I just got the OpenVPN license for my Balance305, to connect to a private server hosted in another router of mine in another country.
I installed it according to instruction, and the new WAN called openVPN WAN 1 appeared in the Dashboard
Via Outbound policy, I routed the traffic of one PC enforced through the new openVPN WAN (via MAC).
No other fancy settings. I am pasting the present configuration.
What I can see, is that the PC does get the public IP of the remote router, but a dnsleaktest.com shows several DNS’s in other countries in between. I therefore think it’s leaking!
What should I do to prevent this issue? I know the server if good, because when I Connect to it via OpenVPN Connect client app (Android or PC), it does not leak.
Please help if you can, thanks!
Is your PC getting a DHCP IP from the Balance? What DNS servers is the PC using? Your Balance 305 has a DNS proxy built in, I suspect your PC is sending it DNS requests which it is forwarding to the default WAN DNS forwarders. You could create an enforced outbound policy for source ANY destination ANY, port USP 53 and another for TCP 53 and set the OpenVPN as the path.
Hi,
Yes it is DHCP, with an IP MAC reservation on the PC:
About your suggestion to enforce port 53 through the OpenVPN WAN, will this affect all the other computers in the LAN? I need only one computer to go through the OpenVPN. The others should not and should not have increased delays or anything like that.
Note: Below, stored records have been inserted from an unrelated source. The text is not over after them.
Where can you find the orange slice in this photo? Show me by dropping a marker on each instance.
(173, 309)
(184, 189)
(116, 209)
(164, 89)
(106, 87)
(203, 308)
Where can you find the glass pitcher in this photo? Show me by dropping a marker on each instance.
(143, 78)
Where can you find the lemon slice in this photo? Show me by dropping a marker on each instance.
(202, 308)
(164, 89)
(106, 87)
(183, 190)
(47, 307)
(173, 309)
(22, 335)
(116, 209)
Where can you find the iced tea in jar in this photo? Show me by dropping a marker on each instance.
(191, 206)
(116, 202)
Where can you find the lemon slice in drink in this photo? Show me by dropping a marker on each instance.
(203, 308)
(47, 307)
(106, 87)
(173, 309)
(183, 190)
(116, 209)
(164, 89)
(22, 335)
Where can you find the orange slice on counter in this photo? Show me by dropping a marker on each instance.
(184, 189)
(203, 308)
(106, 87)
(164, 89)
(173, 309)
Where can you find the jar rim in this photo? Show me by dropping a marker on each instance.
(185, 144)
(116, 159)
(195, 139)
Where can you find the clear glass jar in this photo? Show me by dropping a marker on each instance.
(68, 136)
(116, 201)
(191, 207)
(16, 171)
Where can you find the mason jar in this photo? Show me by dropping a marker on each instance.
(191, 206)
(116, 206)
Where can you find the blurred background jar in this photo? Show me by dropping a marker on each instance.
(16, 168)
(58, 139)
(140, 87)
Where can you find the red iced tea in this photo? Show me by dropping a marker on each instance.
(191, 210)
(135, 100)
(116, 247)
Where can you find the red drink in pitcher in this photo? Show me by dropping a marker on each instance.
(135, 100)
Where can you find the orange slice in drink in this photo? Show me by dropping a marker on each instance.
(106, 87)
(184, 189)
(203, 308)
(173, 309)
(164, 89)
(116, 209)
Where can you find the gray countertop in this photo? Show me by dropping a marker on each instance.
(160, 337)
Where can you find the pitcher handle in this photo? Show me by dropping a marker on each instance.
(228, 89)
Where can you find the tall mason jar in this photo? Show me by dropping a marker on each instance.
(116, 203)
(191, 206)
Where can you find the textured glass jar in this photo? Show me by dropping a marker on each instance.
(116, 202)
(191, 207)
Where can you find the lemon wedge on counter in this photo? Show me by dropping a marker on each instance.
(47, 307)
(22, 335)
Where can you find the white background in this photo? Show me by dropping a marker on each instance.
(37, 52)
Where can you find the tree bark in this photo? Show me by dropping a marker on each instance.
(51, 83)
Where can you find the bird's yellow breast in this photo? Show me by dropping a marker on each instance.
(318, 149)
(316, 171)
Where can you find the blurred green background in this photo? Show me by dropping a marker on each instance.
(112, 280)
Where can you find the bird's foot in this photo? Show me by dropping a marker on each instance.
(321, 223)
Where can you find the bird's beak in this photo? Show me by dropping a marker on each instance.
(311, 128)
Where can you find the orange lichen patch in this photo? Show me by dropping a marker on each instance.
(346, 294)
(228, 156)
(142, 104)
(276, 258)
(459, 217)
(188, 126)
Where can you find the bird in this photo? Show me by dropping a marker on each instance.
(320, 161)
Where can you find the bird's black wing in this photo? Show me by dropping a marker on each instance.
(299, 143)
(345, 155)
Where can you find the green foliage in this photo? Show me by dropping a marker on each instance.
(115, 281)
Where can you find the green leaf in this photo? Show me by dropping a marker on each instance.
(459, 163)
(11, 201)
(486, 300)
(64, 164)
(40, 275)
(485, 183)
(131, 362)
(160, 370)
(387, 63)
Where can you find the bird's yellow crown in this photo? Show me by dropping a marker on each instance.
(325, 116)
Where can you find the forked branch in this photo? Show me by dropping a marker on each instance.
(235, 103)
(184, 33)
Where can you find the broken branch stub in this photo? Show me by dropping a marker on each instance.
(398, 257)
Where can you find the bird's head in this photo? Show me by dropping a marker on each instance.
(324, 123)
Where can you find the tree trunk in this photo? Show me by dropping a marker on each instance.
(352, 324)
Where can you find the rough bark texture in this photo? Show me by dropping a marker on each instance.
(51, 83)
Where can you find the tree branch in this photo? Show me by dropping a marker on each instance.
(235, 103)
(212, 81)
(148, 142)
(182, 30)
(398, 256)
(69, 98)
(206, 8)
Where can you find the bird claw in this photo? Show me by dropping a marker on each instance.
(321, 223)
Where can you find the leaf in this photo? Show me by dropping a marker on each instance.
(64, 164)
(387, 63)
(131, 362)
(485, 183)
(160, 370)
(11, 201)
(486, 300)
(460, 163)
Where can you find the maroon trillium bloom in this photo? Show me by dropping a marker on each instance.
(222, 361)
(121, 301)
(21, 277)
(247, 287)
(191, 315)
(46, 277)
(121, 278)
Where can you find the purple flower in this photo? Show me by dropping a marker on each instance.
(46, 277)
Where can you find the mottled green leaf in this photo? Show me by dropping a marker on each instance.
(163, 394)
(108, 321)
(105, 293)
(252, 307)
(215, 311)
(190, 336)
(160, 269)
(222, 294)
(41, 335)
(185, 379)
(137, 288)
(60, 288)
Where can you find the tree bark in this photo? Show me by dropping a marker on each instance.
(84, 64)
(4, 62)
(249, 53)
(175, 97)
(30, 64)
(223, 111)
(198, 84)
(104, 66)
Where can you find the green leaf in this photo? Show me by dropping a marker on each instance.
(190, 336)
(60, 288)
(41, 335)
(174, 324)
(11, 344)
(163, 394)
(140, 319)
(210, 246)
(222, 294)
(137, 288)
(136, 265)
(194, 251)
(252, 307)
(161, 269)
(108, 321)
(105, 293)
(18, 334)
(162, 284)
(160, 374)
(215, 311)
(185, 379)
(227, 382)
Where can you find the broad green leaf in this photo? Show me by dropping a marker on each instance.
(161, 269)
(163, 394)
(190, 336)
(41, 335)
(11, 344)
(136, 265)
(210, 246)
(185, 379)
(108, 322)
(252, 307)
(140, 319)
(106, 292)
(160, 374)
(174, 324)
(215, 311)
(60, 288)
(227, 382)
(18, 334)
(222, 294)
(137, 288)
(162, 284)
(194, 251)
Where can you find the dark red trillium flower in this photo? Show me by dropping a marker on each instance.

so set the source ip/mac address on the rule to be that of the pc in question.
I did not work, still leaking. I was already enforcing everything for that MAC through the OpenVPN WAN. Adding two more rules just for port 53 udp/tcp did not change anything, it’s still leaking.
It seems the Balance is giving to the PC the closer dns’s from two of the local WAN’s, and not channeling everything through the VPN assinging the DNS’s seen from the VPN server.
I assume your PC has its DNS servers set to the LAN IP of the Peplink right via DHCP?
If so I suspect you have DNS proxy enabled in Network > LAN | Network Settings, try disabling that.
Or manually set the PC IP and DNS settings so you are using public DNS servers - the requests for which should then get sent out over OpenVPN…
Yes I have proxy enabled:
But if I uncheck it, I cannot go to any website anymore…
About your second suggestion to modifying the network settings of the PC, it’s not an option, I don’t have admin rights.
Ideally I need the OpenVPN Connection to use dns inside the tunnel. All the other connection can use whatever is closer/faster.
Something to change in this page?
Thanks for your help!
Not until your devices reboot or refresh their IP from DHCP because their DNS server entries will still be pointing to the peplink LAN interface.
With DNS Proxy disabled, devices that get new DHCP IPs will get assigned the preferred public DNS servers (normally those from WAN1) but you can change it.
Once they are using public DNS the PC you want to go via OpenVPN will send its DNS queries that way also.
wow, this fixed it:
- disable proxy settings
- in each wan, disable automatic DNS and set the recommended one for each provider.
- for the OpenVPN WAN, set US DNS’s 1.1.1.1 and 8.8.8.8
- reboot
and voila’, the PC enforced through the VPN WAN does not appear to leak anymore. All the other PC’s get the closer/faster DNS.
This fixed the VPN leaks, thank you so much!
2 Likes
Ouch, I sang victory to soon. While the VPN leaks no more, I still see a weird glitch in the LAN: some of the LAN devices, apparently randomly, are getting the US public IP of the tunnel, even if per outbound policy they should not!
The testing situation is now:
-
OpenVPN WAN enabled and set to independent priority
-
No device in the LAN is set to use it per Outbound Policies, not enforced and not in any other way
-
Default outbound policy is also set not to use it:
What I see, some, random LAN devices are getting the Public US IP of the tunnel. Others are getting one of those of the WAN’s
In same cases, whatismyip.com shows the european WAN IP, but dnsleaktest.com shows the american one, even after reboot, cleaning the browser cache and in incognito settings.
It seems now that the tunnel is not leaking, proxy DNS disabled, every WAN set to their own recommended DNS’s, the US public IP of the tunnel is making its way to some random devices in the LAN. How can this even be possible?